No hay duda de que en esta entrevista privada todo quedó arreglado entre Pedro y su Señor. Puede especularse reverentemente sobre esta entrevista de Pedro a solas con Cristo; yo puedo casi imaginar a nuestro Señor diciéndole: «Simón, hace seis meses que yo te dije todo lo que habría de acontecer, pero tú te rebelaste contra ello; aun me reprendiste por declararte que la Cruz era necesaria, y fue entonces cuando tuve que decirte que tú no sabías las cosas que son de Dios, sino las de los hombres. Simón, he estado en la Cruz, pero he resucitado; y porque he estado en la Cruz y porque he resucitado, puedo decir a tu corazón atribulado la palabra de perdón y de paz». Esto es solo especulación, y puede ser olvidado; pero pienso que, en esencia, esto es verdadero.

En medio de ellos

Así llegamos al anochecer de ese primer día. De pronto, y mientras ellos hablaban de estas cosas: «Jesús se puso en medio de ellos, y les dijo: Paz a vosotros» (36). Llegó con el saludo antiguo y común de la calle, del mercado y de la región: «Paz a vosotros». No obstante, por lo maravilloso de su llegada, lo común se transformó en extraordinario; nunca habían escuchado tal saludo en esa forma; el hecho de que él estuviera en pie en medio de ellos cuando las puertas estaban cerradas, los llenó de terror.

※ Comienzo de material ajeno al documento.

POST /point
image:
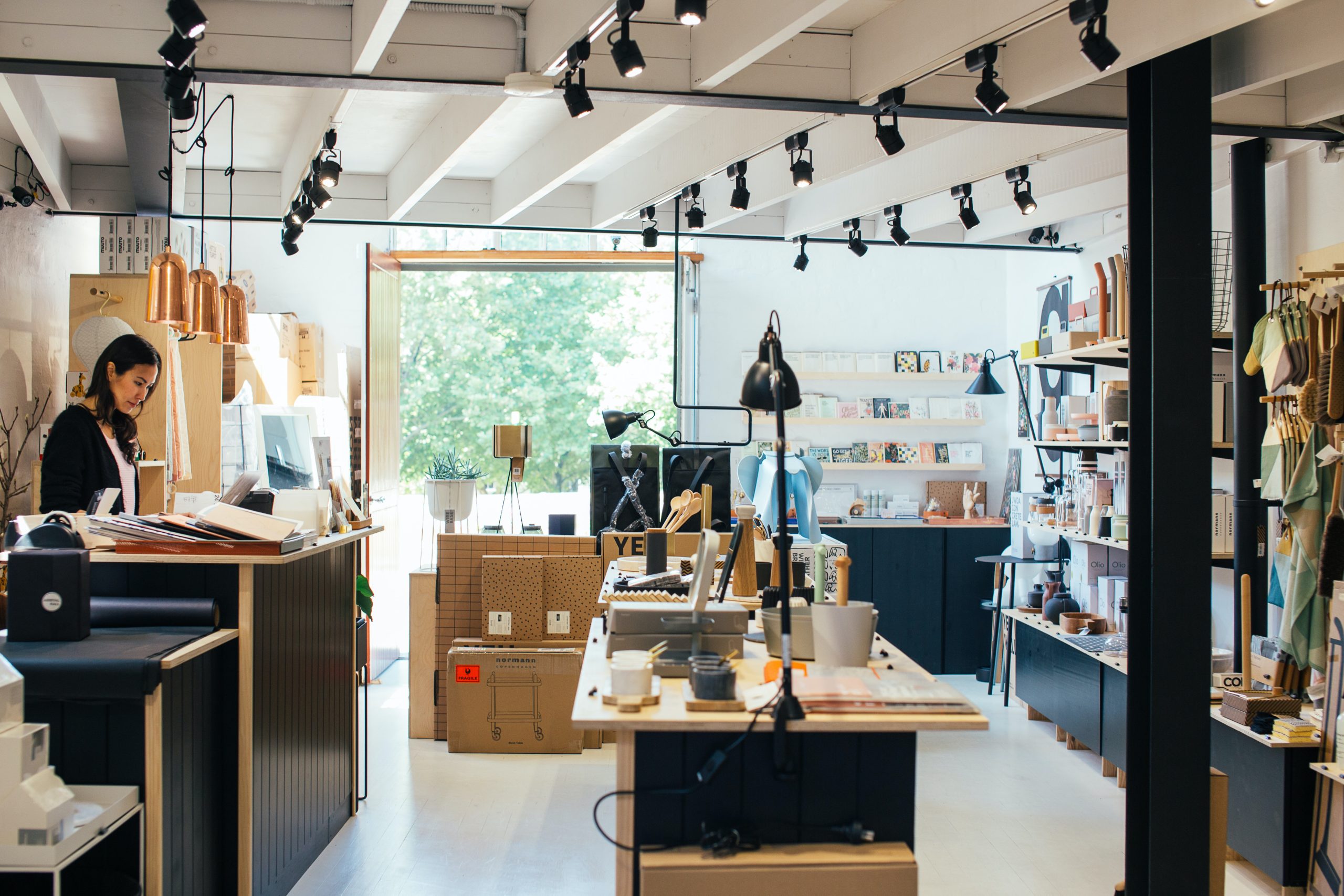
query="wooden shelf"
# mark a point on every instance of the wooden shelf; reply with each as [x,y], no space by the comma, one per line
[886,378]
[1332,770]
[902,468]
[875,421]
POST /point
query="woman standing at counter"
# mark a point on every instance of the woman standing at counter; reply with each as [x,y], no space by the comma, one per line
[93,445]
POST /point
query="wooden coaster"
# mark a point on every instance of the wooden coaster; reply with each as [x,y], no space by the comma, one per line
[695,704]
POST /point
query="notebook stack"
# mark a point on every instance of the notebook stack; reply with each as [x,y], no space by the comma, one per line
[1297,731]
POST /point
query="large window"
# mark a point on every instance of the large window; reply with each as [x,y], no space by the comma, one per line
[550,349]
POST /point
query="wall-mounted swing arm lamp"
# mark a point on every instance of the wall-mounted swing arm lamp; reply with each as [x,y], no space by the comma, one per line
[987,385]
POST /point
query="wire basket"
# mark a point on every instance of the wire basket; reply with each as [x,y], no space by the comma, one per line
[1221,244]
[1222,253]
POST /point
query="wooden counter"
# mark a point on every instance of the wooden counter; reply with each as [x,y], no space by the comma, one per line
[295,617]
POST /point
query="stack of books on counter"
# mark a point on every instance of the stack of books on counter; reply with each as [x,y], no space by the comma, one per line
[219,529]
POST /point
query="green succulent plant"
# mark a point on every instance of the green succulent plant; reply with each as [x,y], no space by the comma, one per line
[450,467]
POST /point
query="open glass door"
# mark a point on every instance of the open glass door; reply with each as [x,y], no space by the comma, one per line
[390,628]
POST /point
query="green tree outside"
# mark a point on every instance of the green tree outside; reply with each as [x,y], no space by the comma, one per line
[553,347]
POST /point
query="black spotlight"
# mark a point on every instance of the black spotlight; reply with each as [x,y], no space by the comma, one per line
[741,195]
[625,51]
[800,263]
[187,18]
[961,193]
[695,213]
[651,230]
[799,167]
[183,108]
[577,99]
[176,51]
[692,13]
[857,244]
[316,193]
[1096,47]
[988,94]
[1021,188]
[898,234]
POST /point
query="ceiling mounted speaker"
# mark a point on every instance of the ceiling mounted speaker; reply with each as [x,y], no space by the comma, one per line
[96,335]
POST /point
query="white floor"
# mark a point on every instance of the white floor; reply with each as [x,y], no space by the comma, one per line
[1007,812]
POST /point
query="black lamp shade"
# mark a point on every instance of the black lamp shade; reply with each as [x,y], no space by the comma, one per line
[756,386]
[984,383]
[617,422]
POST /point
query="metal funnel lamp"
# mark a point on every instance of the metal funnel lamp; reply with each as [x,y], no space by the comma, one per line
[771,385]
[987,385]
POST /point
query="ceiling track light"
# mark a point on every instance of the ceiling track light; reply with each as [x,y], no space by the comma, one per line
[799,167]
[990,96]
[1096,46]
[625,51]
[692,13]
[857,244]
[898,234]
[967,206]
[651,230]
[800,263]
[1021,188]
[187,18]
[741,195]
[695,213]
[176,51]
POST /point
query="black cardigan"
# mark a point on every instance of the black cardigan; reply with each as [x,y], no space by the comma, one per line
[78,462]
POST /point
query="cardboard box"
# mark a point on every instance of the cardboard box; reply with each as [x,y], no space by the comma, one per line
[511,598]
[312,356]
[272,336]
[784,870]
[459,609]
[570,589]
[512,700]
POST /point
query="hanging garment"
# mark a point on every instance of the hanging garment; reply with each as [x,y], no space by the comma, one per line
[1303,632]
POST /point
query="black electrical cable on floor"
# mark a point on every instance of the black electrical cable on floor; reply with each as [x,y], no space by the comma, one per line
[704,777]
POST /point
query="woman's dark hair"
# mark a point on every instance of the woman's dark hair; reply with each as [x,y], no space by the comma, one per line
[123,352]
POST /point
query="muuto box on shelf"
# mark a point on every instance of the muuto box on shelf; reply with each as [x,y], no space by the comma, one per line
[518,700]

Entonces, a fin de demostrarles Su resurrección corporal, les enseñó sus manos y sus pies; pero aun así algunos no le creyeron por el gozo que de pronto se les había metido en el corazón.

Y, finalmente, apeló a otro método: les pidió de comer y comió delante de ellos; de esta manera les probó que no se trataba de una fantasía, sino del mismo Jesús a quien ellos habían conocido tan bien y tan íntimamente antes de la crucifixión.

Luego les dio luz sobre las Escrituras; se refirió a todos sus libros sagrados cuando usó los términos: «La ley… los profetas… los Salmos». Estas son las divisiones de las Escrituras hebreas: La Ley era la Torá; los cinco primeros libros. Los Profetas incluían parte de los libros históricos; y los Salmos, sección que casi siempre se conocía con el nombre de Salmos, porque éstos se encontraban en primer lugar. Él se refirió a todas las Escrituras declarando que todo lo que ellas decían había tenido su cumplimiento en él. Entonces les abrió el sentido para que entendiesen las Escrituras; en el camino de Emaús se los había abierto a dos; ahora se los abría a todos; el término usado en cada caso es el mismo, y significa desembrollar y poner todo en orden.

La última visión

Los últimos versículos del capítulo se refieren la ascensión. Condujo a sus discípulos fuera de Jerusalén hasta Betania; hay algo más que un mero accidente geográfico en esto: él quiso conducir a sus discípulos fuera de todo lo que en la ciudad y en el Templo eran ya cosas gastadas, para agruparlos únicamente en torno suyo.

La última visión que tuvieron de él fue la de Sus manos levantadas en la actitud sacerdotal de bendecirlos. Así le contemplaron mientras se desprendía de la tierra e iba ascendiendo, hasta que sus ojos terrenales no le pudieron distinguir más. Lo que hicieron fue consecuencia natural e inevitable de lo que habían oído y visto; le adoraron, y se volvieron a Jerusalén.

De: «Los Grandes Capítulos de la Biblia».